Managing the code page of published content

When a user publishes Component Presentations and Pages, code page values for these items are included. These values are initially set in the Publication Target in the Default Code Page setting. You can override this setting in your Template. You can also map the code page to a Java character set name.

Setting the Default Code Page
By default, the Default Code Page is set to System Default, the code page specified by the Windows operating system of the machine from which you are publishing. However, if you publish from a Content Manager with one code page (using that source code page) to a Presentation Server whose Web server uses a different code page, you may lose characters in publishing. In such situations, set the Default Code Page to the code page of the Web server(s) to which you are publishing.
  1. Open Content manager Explorer.
  2. Select Administration in the navigation pane.
  3. Expand the Publishing Management > Publication Targets node.
  4. Open a Publication Target.
  5. Set the Default Code Page to the code page of the Web server(s) to which you are publishing.
Setting the code page of your publishable content
If you do not use the System Default, you must set the code page of your publishable content in your templates or globally in your web.config to ensure that Web browsers correctly interpret content rendered.
  • To set the code page of your publishable content in your Page Templates and Component Templates, to ensure that your templates produce the following line at the top of the publishable piece of content you generate (to Page Templates before any <html> tags):
    <%@page pageEncoding="UTF-8" %>

    where UTF-8 sets the code page to UTF-8. Set the value of pageEncoding to the value you intend to use.
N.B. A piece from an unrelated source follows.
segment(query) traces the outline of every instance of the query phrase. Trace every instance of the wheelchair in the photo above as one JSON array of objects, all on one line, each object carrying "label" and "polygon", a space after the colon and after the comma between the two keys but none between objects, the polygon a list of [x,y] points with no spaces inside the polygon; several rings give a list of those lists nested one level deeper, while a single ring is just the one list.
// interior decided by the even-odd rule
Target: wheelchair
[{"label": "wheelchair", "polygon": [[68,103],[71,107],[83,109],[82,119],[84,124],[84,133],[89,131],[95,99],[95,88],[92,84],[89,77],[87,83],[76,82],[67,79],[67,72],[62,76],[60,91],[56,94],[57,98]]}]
  • To set the code page of your publishable content globally in your web.config file, open the file in a text editor and in the <configuration><system.web> subsection configure:
    <globalization fileEncoding="UTF-8" requestEncoding="UTF-8" responseEncoding="UTF-8" />
Mapping the code page of published content to a Java character set name
When the Content Deployer retrieves the published Component Presentations and Pages, it translates the character encodings it finds into Java character set names using a mapping file that is located in the Content Broker JAR file. This mapping file contains most commonly used code pages. If this mapping file does not include the code page you are using, or if it maps your code page to the wrong Java character set name, you can add a custom mapping file.
To override or add mappings:
  1. Create or open the Java properties file codepage_encoding.properties.
  2. In codepage_encoding.properties, specify name=value pairs where:
    • name is the code page number
    • value is the Java character set name
    The following example maps Microsoft code page 1200 (which represents UTF-16) to the Java equivalent (which is the character set UTF-16):
    1200=UTF-16
    Start a new line for each mapping and add comments with lines starting with "#". Note that the mapping example above is for illustration purposes only and is already part of default mappings.
  3. Put codepage_encoding.properties on the classpath of the Content Deployer, for example in the same location as the configuration files.